Second, as sea ice extent in the Arctic has diminished over the past several decades, we investigated if wave heights increased and if the subpolar regions have become stormier. Our study assessed significant wave height (SWH) just south of the ice edge in the Bering Sea. We collated all available daily radar altimeter measurements over a 21-year period spanning 2000-2020 to characterize the seasonal cycle, decadal trends, and inter-annual variability in SWH. SWH in the Bering Sea is dominated by interannual variability, where mean (modal) SWH is 3.08 m (2.25 m) in winter. Over the study period 1% of observations showed SWH > 7.5 m. Phenomenal sea states (SWH > 14 m) in the Bering Sea in winter are common. There were ten phenomenal sea state events during the study period, and the largest SWH recorded in the Bering Sea, measuring 15.2 m, occurred on December 14, 2015. The majority (90%) of these phenomenal sea state events have occurred in the last decade. Extremely stormy winter seas were defined as those with SWH > 9 m. Winter storms increased in the Bering Sea during the 20-year study period.

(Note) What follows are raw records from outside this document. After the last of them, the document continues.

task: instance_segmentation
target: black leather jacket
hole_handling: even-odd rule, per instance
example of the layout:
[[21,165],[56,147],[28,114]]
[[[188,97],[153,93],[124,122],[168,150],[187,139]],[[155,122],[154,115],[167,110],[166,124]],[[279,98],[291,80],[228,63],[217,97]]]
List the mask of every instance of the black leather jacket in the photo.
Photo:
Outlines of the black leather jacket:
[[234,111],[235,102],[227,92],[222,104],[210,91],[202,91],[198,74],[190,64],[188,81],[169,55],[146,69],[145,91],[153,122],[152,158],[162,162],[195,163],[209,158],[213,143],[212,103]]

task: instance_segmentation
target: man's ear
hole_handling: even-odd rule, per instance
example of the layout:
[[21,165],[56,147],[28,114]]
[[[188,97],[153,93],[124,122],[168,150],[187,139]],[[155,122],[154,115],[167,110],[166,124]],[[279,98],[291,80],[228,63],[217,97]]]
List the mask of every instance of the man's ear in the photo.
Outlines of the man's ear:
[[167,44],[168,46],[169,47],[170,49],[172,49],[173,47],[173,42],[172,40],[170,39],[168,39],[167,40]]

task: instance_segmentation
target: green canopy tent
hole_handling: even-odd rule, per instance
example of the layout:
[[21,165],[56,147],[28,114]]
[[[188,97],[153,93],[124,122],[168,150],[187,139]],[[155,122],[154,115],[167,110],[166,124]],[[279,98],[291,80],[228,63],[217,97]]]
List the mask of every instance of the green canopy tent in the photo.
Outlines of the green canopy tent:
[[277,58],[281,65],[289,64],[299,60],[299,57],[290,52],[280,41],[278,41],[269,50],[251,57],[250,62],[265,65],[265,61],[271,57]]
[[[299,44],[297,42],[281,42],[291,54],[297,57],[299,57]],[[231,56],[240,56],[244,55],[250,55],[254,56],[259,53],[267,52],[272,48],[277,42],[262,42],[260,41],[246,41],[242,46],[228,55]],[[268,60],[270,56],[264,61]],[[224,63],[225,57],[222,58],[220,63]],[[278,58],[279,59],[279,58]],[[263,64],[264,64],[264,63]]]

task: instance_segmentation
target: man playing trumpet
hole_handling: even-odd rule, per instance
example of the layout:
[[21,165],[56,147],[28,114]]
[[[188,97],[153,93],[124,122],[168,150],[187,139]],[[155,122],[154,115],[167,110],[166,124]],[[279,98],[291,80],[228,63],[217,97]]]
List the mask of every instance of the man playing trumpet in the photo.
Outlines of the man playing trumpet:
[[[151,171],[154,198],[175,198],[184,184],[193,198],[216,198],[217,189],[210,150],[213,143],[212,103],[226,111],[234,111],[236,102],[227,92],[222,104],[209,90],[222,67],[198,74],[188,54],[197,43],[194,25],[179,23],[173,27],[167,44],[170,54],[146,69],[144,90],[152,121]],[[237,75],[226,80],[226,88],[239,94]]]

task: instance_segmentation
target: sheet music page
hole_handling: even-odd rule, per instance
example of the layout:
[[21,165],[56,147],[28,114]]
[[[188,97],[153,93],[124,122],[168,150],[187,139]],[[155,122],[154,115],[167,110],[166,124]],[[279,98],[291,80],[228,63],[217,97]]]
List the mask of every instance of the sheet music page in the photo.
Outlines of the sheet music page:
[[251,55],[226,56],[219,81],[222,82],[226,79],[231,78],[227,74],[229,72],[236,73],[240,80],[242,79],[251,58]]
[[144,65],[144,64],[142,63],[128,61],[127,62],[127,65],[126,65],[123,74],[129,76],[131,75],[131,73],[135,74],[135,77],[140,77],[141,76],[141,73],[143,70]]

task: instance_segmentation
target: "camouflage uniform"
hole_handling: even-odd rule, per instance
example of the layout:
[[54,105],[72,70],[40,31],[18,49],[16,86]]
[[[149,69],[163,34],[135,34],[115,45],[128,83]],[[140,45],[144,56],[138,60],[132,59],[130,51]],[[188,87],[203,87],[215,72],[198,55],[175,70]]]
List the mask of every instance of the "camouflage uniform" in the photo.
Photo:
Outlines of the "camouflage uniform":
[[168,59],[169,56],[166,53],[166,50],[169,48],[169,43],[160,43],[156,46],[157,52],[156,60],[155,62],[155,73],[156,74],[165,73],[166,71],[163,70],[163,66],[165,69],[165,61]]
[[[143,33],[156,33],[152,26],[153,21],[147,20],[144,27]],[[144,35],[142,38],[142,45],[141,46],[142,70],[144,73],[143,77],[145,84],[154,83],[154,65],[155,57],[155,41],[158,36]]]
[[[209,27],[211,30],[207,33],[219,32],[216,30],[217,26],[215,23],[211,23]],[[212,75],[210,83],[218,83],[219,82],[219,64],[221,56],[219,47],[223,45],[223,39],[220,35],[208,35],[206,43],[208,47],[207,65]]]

Third, we provided critical mission support and scientific guidance to two key polar altimeter missions: The NASA ICESat-2 Mission, and the ESA/EU Copernicus Polar Ice and Snow Topography Altimeter (CRISTAL) Mission. Long term, uninterrupted observations of the polar oceans, including sea ice and ice-shelf elevation, are of utmost importance for climate and sea-level related scientific studies, and provide critical support to operational ice services and decision-makers (Kern et al., 2020). Continuation of this vital time series is dependent of the successful, and timely, launch of the ESA/EU Copernicus CRISTAL mission, since there is no other proposed, planned or approved altimetric mission to observed beyond 81.5° N/S.
Fourth, to enable data discovery, easy access, and broader usage of high-latitude satellite data products, we partnered with the NOAA Southwest Fisheries Science Center to develop NOAA PolarWatch. PolarWatch (polarwatch.noaa.gov) is a new node of the NOAA CoastWatch/OceanWatch program. It delivers multi-sensor physical and biological ocean remote sensing data in support of broad applications in the Arctic and Southern Oceans. It includes an ability to search and filter satellite datasets, providing data previews in polar-stereographic projection.